Sequence of Return Risk

As mentioned in our previous blog (Monte Carlo and Retirement Success), the sequence in which you earn returns plays an important role when planning for a successful retirement. A significant decline in the value of your portfolio near or at the beginning of retirement is among the most potentially destructive scenarios. This is due to withdrawals to fund your spending, the impact on future growth and a portfolio’s struggle to regain lost ground. It can cause a portfolio’s longevity to decline faster than the retirees. 

In the chart below, we show and compare the portfolio values of someone who is in the Accumulation phase (working) and someone who is in the Distribution phase and taking withdrawals (retired). Each portfolio had a starting value of $1.25 million with the Distribution phase portfolios withdrawing $50,000 per year indexed for inflation. We ran two scenarios using returns from 2008 through 2017.  In the Accumulation 1 and Distribution 1 scenarios we used the actual returns for a balanced portfolio (60% stocks/40% bonds) which reflects a loss of 22% in 2008. While the Accumulation 2 and Distribution 2 scenarios reflect the exact inverse with a loss of 22% in 2017. We can clearly see that in the Accumulation phase the sequence of returns has no impact on the final outcome since there were no withdrawals.  On the other hand, there is a sizable effect during the Distribution phase. The gap over a 25-30 year retirement would be even wider.

Nov Blog

According to data and analysis done by PIMCO, consider a retiree who had a $1 million portfolio which allocated 60% to stocks and 40% to bonds in 2007. Despite the 51% drop from October 2007 to March 2009, the portfolio would have recovered fully by 2011 and grown to about $2 million by 2017 if it had been left untouched.  In a similar scenario in which the retiree was withdrawing $50,000 each year the outcome would be far different. Even today, 12 years later, their portfolio would be worth only $1.2 million.

Another issue that can arise from a market downturn near or early in retirement is de-risking or scaling back equity exposure at market bottoms. Although this might feel better in the short- term, it can lead to longer term issues. Taking the same time period as the previous example (2007-2019), if someone had de-risked to 40% stocks and 60% bonds in 2009, the value of their portfolio would be $920,000 rather than $1.2 million. If a retiree had responded in a more extreme way and allocated their entire portfolio to cash to hide from further market erosion the portfolio value would only be $306,000.  In both de-risking scenarios, the retiree has converted temporary losses into permanent losses. 

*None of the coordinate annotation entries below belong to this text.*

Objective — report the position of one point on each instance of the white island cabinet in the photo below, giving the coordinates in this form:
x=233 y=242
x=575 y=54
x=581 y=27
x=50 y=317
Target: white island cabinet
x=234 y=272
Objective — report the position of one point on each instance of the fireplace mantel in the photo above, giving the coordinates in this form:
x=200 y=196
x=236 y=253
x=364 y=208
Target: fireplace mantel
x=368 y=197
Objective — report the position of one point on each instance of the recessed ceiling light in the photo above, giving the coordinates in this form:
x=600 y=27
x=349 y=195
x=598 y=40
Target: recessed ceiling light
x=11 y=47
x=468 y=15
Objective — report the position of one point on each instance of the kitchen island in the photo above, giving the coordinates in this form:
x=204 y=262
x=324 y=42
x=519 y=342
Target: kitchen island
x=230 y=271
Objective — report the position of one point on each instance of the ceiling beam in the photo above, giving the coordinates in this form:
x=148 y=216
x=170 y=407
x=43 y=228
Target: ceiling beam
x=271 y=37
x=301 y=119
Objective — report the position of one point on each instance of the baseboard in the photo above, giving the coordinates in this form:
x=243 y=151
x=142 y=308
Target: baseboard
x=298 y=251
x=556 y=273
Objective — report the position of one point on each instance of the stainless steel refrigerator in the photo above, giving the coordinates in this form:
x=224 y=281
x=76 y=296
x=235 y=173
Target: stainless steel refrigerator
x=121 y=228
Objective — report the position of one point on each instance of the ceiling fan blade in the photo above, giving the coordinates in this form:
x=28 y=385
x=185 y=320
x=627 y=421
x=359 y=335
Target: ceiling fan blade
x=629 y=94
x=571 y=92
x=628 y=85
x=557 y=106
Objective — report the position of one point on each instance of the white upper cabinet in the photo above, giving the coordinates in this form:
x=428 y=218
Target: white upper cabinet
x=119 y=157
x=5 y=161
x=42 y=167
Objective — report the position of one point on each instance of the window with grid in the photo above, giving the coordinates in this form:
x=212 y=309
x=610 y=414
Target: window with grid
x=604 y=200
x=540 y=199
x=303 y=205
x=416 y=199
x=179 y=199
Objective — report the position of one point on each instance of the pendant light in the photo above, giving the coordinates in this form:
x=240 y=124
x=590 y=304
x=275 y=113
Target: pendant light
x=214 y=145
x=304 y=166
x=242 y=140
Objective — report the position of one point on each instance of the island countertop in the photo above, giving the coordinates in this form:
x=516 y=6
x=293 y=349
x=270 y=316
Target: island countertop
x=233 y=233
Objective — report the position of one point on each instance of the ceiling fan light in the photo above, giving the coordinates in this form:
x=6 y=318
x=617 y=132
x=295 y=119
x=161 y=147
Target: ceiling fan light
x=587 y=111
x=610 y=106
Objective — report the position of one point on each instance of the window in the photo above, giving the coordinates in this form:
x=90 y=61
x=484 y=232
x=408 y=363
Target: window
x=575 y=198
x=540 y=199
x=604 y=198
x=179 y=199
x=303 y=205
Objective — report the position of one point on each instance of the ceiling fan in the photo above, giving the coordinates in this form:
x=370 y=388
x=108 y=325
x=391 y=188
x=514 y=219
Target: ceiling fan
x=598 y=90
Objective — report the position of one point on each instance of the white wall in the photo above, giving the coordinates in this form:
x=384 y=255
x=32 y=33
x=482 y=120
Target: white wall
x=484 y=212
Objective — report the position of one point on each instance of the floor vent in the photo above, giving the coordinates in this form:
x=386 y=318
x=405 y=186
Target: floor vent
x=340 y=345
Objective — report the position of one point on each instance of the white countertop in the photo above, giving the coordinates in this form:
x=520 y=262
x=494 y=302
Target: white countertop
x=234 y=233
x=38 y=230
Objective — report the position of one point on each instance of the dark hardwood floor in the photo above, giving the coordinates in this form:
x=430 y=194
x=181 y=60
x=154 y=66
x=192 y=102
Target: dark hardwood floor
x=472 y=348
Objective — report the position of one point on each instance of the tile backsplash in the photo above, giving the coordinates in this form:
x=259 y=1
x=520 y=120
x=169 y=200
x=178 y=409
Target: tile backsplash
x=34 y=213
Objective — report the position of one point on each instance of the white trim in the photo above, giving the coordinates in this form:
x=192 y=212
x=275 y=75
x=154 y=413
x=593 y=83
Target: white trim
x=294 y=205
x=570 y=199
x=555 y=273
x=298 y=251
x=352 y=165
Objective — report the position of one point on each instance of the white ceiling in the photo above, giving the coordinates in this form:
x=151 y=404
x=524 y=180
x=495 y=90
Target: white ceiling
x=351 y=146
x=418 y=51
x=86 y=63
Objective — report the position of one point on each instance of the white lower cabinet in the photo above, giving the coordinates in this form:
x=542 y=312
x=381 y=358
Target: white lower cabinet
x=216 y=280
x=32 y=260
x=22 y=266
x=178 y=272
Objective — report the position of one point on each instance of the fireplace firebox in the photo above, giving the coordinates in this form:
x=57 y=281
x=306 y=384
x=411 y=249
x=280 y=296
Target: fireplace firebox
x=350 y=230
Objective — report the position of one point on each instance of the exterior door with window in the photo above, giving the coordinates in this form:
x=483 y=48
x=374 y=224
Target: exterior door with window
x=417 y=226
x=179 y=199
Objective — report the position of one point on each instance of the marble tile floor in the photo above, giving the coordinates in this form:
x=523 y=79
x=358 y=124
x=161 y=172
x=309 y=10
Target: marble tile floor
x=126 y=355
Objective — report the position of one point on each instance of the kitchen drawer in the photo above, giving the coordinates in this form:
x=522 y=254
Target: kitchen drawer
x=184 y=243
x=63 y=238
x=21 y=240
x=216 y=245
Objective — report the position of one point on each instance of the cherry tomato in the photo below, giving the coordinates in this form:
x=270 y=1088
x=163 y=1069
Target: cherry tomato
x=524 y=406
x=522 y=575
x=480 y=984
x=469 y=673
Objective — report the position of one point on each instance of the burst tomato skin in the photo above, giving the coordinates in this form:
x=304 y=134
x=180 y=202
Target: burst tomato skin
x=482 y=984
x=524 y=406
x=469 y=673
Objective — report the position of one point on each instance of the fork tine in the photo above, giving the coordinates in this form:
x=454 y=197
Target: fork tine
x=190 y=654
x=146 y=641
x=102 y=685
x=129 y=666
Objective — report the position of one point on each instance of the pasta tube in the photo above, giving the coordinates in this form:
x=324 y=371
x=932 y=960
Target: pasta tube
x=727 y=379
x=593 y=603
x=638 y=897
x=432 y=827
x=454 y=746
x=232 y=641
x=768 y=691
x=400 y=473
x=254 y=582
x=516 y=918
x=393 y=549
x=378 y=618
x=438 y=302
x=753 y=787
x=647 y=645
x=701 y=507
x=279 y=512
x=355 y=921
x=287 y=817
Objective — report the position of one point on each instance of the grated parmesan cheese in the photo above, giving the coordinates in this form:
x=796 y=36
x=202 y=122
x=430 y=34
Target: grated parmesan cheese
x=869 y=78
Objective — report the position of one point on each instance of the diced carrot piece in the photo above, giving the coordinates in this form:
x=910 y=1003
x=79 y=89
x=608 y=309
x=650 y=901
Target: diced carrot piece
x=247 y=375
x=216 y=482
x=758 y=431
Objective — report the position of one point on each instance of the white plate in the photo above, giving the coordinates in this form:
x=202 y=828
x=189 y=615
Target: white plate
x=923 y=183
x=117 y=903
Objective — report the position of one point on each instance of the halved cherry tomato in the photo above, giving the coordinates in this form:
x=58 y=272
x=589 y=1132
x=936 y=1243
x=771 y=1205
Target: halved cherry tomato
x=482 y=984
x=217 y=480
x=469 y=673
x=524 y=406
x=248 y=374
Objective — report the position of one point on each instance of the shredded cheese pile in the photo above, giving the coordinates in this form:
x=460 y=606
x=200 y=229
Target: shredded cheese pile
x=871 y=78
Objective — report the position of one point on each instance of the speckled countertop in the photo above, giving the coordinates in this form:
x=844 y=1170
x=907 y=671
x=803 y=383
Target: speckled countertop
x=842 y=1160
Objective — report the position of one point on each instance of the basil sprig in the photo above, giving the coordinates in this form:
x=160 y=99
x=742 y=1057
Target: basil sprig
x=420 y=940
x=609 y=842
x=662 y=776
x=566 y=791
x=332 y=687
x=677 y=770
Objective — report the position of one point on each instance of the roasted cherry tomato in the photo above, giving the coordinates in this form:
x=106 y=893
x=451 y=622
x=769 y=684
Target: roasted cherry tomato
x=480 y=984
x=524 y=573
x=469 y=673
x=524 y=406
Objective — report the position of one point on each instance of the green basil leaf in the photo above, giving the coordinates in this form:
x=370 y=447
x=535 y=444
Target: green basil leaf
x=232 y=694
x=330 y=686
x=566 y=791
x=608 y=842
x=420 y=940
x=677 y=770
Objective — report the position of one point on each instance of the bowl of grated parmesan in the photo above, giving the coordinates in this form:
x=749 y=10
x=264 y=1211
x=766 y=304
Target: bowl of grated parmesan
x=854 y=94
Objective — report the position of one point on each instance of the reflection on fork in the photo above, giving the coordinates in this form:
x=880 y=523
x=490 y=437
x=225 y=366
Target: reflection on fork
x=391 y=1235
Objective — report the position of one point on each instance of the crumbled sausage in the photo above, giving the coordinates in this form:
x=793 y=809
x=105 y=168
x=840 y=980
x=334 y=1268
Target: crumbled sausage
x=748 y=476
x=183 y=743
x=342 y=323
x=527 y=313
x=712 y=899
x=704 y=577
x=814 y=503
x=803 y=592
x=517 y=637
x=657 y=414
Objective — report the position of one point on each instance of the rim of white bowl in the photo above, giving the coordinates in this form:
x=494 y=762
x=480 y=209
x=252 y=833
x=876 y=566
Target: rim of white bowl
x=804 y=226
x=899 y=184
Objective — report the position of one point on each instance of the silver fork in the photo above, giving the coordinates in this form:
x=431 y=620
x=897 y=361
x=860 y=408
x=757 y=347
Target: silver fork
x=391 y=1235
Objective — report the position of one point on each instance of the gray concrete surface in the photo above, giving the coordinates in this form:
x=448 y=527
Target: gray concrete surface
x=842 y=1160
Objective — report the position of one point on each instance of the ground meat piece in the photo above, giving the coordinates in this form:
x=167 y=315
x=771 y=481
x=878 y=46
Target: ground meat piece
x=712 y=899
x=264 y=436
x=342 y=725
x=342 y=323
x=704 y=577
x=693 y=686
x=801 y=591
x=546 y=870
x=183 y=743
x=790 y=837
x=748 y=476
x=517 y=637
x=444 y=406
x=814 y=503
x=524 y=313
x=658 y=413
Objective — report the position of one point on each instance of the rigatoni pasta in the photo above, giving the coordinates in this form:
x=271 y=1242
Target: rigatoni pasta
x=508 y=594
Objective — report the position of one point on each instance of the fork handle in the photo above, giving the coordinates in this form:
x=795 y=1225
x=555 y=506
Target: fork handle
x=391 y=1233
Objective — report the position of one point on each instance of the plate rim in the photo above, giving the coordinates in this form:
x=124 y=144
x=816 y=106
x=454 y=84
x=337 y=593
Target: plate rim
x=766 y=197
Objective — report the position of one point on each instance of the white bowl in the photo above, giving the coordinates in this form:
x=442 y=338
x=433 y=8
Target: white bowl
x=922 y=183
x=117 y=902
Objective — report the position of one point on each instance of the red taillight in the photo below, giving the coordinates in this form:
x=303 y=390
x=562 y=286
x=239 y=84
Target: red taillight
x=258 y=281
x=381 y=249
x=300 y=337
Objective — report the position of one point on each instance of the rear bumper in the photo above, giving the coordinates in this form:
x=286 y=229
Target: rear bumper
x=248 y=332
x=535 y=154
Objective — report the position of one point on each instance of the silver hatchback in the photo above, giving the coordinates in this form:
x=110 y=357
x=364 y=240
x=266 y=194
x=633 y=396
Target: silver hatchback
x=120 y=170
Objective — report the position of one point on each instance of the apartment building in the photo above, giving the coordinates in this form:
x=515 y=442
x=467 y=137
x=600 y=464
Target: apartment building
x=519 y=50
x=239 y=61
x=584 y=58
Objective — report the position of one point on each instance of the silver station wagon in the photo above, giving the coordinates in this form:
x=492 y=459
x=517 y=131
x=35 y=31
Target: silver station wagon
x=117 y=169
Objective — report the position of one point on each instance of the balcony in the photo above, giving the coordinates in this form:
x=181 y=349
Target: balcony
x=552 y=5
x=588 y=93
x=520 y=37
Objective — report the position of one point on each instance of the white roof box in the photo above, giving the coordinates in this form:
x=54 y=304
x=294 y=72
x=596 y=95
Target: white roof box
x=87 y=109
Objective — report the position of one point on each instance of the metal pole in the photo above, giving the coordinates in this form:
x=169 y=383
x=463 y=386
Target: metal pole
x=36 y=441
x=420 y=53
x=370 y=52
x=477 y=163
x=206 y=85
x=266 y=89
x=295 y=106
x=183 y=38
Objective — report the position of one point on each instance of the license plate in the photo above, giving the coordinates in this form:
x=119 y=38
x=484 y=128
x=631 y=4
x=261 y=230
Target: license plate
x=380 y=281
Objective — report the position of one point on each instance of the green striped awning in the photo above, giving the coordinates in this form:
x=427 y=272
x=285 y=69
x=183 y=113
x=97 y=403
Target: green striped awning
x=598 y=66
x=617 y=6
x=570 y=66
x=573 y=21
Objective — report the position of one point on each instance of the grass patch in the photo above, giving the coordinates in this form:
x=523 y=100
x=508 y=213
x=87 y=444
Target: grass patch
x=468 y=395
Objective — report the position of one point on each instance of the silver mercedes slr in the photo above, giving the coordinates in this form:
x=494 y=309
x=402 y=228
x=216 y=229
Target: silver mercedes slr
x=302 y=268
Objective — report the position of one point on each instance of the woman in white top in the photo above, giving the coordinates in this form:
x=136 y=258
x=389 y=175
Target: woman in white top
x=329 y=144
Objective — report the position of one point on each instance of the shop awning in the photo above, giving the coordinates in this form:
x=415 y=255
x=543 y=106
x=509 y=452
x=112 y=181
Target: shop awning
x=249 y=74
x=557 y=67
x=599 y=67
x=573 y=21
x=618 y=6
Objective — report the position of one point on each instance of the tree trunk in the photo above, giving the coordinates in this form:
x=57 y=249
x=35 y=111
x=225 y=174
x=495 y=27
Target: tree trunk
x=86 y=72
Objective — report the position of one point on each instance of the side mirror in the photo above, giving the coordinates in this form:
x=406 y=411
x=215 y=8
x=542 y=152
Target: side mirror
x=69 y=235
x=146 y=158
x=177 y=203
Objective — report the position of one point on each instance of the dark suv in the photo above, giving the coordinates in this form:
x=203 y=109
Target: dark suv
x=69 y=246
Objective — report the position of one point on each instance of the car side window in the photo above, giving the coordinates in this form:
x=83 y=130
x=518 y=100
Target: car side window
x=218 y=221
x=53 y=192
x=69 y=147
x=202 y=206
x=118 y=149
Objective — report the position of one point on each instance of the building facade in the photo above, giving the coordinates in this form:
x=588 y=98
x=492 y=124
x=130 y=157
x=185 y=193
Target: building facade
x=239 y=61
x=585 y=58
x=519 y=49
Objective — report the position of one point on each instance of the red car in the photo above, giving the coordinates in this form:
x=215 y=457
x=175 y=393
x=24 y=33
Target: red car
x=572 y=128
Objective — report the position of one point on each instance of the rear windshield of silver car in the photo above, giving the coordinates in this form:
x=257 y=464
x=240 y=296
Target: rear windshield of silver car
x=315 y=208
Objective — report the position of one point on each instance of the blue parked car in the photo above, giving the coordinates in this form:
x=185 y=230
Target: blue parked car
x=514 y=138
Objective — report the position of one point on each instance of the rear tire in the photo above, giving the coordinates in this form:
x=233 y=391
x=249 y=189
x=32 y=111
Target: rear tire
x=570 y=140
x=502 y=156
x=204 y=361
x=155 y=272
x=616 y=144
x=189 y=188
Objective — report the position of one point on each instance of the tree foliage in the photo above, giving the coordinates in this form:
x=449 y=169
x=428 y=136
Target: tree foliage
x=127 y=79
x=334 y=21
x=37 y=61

According to Cerulli Associates, nearly 60% of individuals with advisors lack a retirement income plan and that number rises to 80% for individuals without an advisor. There are many ways to lessen the impact of potential negative returns when you are approaching or in retirement.

  1. Creating a long-term retirement funding and investment plan to which you will adhere.
  2. Tactical rebalancing (buy low, sell high/take profits).
  3. Adjusting spending in response to changes in your portfolio value. 
  4. Overweighting undervalued assets (assets that have performed worse relative to other asset classes) and underweight or take profits on those that have outperformed.
  5. Understanding the upside and downside capture of your investments, mutual funds and overall portfolio. How much does your portfolio follow the broader market on the way up and the way down? 
  6. Owning a truly diversified portfolio. Did you know that 10 stocks account for 21.5% of the S&P 500’s value and the top four (Microsoft, Apple, Amazon, Facebook) make up 12.75%.

A stock market meltdown leading up to retirement or in the early years of retirement can have destructive long-term effects.  Understanding the potential scenarios along with proactive planning and sensible strategies for mitigating the impacts are paramount to long-term success.